View fine examples of ancient Sinhalese art and architecture in Polonnaruwa. Numerous well-preserved ruins of tombs, temples, statues and other archaeological sites are located in the town. Hundreds of years ago, Polonnaruwa was a capital of the island as well as a busy commercial and religious hub. Don’t miss the historical treasures this World Heritage Site has to offer.
This coastal town has magnificent beaches, luxury hotels, and untouched beauty. Spend a day soaking in the sun at Bentota Beach, visit the nearby Kosgoda Turtle Hatchery, or find peace in the Galapatha Raja Maha Vihara Buddhist temple. Bentota is a tourist hot spot, so you’ll also be able to partake in activities like helicopter rides and water sports, too.
This large city is located on a plateau that is surrounded by the central highland mountains. Kandy, a World Heritage Site, is the place to go to get a taste of Sinhalese culture, especially if you can visit during the Esala Perahera festival in the summer. Visit the Temple of the Tooth, which was built in the 4th century and holds a very sacred relic – Buddha’s tooth.
Another plateau town surrounded by mountains is Nuwara Eliya, also known as Little England for its old British colonial buildings like the Queen’s Cottage and the General’s House. The area holds many natural beauties, like waterfalls, hills, tea plantations, and the towering Pidurutalagala, the tallest mountain in Sri Lanka. Nuwara Eliya is one of many tea plantation areas in Sri Lanka, but it is regarded as the most important spot for tea production in the country. Don’t forget to try a cup while you’re visiting.
Arugam Bay is located on the southeast coast of Sri Lanka, and the remote town attracts surfers from around the world. The beach is the perfect place to spend a relaxing day or catching quality surf breaks – the best place to surf is Main Point, located on the south side of the bay. When you need a break from the sun and sea air, visit the town’s historic temples or the nearby Kumana National Park.
This large town houses the largest and best-preserved cave temple complex in all of Sri Lanka, holding five cave temples containing a huge collection of Sri Lankan Buddhist artwork, including statues, shrines, and murals. The paintings and statues tell stories from Buddha’s life – there are a whopping 153 Buddha statues throughout the complex. Other statue subjects include Sri Lankan kings, gods, and goddesses. The amazingly crafted murals cover a total area of 2,100 square meters.
Lie back in a hammock under the sun or float in the clear, turquoise water of this small, beachside village. Beautiful hideaway beaches and a thriving nightlife scene make Mirissa a hot spot for tourists, but because tourism didn’t take off until the mid-1990s, the area is still quite down to earth. Mirissa is also world renowned for its fantastic areas for whale and dolphin watching.

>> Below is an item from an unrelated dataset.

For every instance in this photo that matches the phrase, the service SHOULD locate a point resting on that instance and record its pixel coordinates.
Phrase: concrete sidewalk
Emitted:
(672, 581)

Pinnawala Elephant Orphanage
Gaze at the adorable faces of baby elephants bathing in the river at Pinnawala Elephant Orphanage. The orphanage was founded in 1975 to feed and nurse wild orphaned elephants found abandoned in the forests of Sri Lanka. An elephant breeding program was launched at the facility in 1982, and as of 2012, there were 78 elephants living at the site. The graceful, intelligent creatures are a beautiful sight to see.